Uber was, is, and always will be a bezzle. There are just intrinsic limitations to the profits available to operating a taxi fleet, even if you can misclassify your employees as contractors and steal their wages, even as you force them to bear the cost of buying and maintaining your taxis.
The magic of early Uber – when taxi rides were incredibly cheap, and there were always cars available, and drivers made generous livings behind the wheel – wasn't magic at all. It was just predatory pricing.
Uber lost $0.41 on every dollar they brought in, lighting $33b of its investors' cash on fire. Most of that money came from the Saudi royals, funneled through Softbank, who brought you such bezzles as WeWork – a boring real-estate company masquerading as a high-growth tech company, just as Uber was a boring taxi company masquerading as a tech company.
Predatory pricing used to be illegal, but Chicago School economists convinced judges to stop enforcing the law on the grounds that predatory pricing was impossible because no rational actor would choose to lose money. They (willfully) ignored the obvious possibility that a VC fund could invest in a money-losing business and use predatory pricing to convince retail investors that a pile of shit of sufficient size must have a pony under it somewhere.
This venture predation let investors – like Prince Bone Saw – cash out to suckers, leaving behind a money-losing business that had to invent ever-sweatier accounting tricks and implausible narratives to keep the suckers on the line while they blew town. A bezzle, in other words:
https://pluralistic.net/2023/05/19/fake-it-till-you-make-it/#millennial-lifestyle-subsidy
Uber is a true bezzle innovator, coming up with all kinds of fairy tales and sci-fi gimmicks to explain how they would convert their money-loser into a profitable business. They spent $2.5b on self-driving cars, producing a vehicle whose mean distance between fatal crashes was half a mile. Then they paid another company $400 million to take this self-licking ice-cream cone off their hands:
https://pluralistic.net/2022/10/09/herbies-revenge/#100-billion-here-100-billion-there-pretty-soon-youre-talking-real-money
Amazingly, self-driving cars were among the more plausible of Uber's plans. They pissed away hundreds of millions on California's Proposition 22 to institutionalize worker misclassification, only to have the rule struck down because they couldn't be bothered to draft it properly. Then they did it again in Massachusetts:
https://pluralistic.net/2022/06/15/simple-as-abc/#a-big-ask
Remember when Uber was going to plug the holes in its balance sheet with flying cars? Flying cars! Maybe they were just trying to soften us up for their IPO, where they advised investors that the only way they'd ever be profitable is if they could replace every train, bus and tram ride in the world:
https://48hills.org/2019/05/ubers-plans-include-attacking-public-transit/
Honestly, the only way that seems remotely plausible is when it's put next to flying cars for comparison. I guess we can be grateful that they never promised us jetpacks, or, you know, teleportation. Just imagine the market opportunity they could have ascribed to astral projection!
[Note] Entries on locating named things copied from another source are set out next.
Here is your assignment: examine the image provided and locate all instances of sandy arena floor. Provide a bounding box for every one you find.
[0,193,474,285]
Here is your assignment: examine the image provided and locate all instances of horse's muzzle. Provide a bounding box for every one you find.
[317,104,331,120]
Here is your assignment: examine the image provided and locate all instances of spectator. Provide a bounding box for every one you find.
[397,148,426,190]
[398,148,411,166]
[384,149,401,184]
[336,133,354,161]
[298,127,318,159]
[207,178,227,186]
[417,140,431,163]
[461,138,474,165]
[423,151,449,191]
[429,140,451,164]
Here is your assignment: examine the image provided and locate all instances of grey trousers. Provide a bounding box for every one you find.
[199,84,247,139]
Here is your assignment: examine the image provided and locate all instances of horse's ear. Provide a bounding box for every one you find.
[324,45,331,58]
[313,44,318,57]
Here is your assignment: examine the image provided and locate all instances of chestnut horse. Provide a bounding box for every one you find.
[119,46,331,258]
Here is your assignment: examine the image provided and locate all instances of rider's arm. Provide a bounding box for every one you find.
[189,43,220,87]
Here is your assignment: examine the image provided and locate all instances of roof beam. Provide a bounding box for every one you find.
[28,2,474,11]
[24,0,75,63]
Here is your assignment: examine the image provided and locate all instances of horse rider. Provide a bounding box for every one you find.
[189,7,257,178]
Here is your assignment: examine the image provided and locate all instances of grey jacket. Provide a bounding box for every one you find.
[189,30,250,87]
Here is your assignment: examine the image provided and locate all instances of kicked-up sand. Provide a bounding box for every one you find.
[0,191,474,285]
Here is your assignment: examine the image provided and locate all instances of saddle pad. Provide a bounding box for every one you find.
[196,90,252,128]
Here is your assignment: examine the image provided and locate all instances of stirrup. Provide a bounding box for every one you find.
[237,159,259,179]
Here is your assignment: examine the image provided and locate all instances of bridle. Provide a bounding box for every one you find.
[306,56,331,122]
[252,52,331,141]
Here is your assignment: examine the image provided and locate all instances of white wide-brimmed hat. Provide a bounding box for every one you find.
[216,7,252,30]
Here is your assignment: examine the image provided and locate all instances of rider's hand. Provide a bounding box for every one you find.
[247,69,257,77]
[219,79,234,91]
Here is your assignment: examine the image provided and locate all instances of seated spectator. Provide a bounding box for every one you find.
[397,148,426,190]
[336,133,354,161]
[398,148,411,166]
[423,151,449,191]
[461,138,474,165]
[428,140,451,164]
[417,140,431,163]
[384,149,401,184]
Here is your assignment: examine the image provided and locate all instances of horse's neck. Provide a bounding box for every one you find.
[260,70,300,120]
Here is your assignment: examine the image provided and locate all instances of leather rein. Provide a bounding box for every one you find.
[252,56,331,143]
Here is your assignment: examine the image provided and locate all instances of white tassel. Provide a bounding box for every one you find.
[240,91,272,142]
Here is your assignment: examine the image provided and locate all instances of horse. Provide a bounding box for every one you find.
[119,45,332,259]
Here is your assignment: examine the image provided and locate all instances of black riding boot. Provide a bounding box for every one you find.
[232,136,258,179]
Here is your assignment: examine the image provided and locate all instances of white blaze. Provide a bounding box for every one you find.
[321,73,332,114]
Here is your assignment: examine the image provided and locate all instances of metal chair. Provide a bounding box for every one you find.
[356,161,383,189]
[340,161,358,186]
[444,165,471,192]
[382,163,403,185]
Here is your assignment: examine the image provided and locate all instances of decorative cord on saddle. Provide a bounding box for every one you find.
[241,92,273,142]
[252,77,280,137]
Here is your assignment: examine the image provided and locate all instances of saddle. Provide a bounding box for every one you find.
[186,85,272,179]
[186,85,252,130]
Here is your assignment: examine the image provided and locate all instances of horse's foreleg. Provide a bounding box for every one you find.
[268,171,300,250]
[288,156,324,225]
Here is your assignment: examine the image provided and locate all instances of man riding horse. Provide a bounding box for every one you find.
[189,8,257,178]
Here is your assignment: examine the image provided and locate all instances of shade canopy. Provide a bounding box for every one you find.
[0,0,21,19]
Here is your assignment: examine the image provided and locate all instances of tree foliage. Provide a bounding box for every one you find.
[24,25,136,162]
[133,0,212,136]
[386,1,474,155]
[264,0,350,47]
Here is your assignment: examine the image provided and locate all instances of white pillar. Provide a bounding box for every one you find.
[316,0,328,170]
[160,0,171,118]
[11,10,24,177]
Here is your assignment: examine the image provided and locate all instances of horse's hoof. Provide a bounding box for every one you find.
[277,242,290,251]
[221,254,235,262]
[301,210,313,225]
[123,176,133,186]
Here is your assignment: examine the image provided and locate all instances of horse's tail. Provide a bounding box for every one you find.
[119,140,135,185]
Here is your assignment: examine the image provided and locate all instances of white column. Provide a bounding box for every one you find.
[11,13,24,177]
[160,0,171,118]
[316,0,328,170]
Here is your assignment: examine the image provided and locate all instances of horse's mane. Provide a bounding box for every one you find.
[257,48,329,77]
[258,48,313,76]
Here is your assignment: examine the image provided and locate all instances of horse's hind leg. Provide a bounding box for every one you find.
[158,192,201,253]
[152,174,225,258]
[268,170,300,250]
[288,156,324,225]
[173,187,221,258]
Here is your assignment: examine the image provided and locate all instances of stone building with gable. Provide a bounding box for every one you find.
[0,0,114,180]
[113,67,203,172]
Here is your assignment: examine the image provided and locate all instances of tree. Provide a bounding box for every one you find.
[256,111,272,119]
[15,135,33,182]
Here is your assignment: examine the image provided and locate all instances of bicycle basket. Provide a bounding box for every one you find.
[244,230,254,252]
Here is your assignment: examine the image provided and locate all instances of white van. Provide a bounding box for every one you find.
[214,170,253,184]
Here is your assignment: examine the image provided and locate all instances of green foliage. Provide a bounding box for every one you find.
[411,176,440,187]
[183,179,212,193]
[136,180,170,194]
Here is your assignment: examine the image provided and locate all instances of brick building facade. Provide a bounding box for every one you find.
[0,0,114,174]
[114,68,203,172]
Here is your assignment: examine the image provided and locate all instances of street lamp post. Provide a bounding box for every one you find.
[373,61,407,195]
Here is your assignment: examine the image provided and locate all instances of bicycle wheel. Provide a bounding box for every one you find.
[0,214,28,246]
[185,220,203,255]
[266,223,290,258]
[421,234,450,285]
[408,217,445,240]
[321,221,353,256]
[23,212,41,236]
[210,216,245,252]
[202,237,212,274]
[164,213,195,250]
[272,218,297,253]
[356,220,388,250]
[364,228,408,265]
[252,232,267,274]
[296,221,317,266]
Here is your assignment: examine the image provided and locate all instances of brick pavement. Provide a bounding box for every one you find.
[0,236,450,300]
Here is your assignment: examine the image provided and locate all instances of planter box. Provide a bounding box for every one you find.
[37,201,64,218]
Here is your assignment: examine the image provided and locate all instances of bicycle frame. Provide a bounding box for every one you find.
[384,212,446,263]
Narrative capitalism has its limits. Once Uber went public, it had to produce financial disclosures that showed the line going up, lest the bezzle come to an end. These balance-sheet tricks were as varied as they were transparent, but the financial press kept falling for them, serving as dutiful stenographers for a string of triumphant press-releases announcing Uber's long-delayed entry into the league of companies that don't lose more money every single day.
One person Uber has never fooled is Hubert Horan, a transportation analyst with decades of experience who's had Uber's number since the very start, and who has done yeoman service puncturing every one of these financial "disclosures," methodically sifting through the pile of shit to prove that there is no pony hiding in it.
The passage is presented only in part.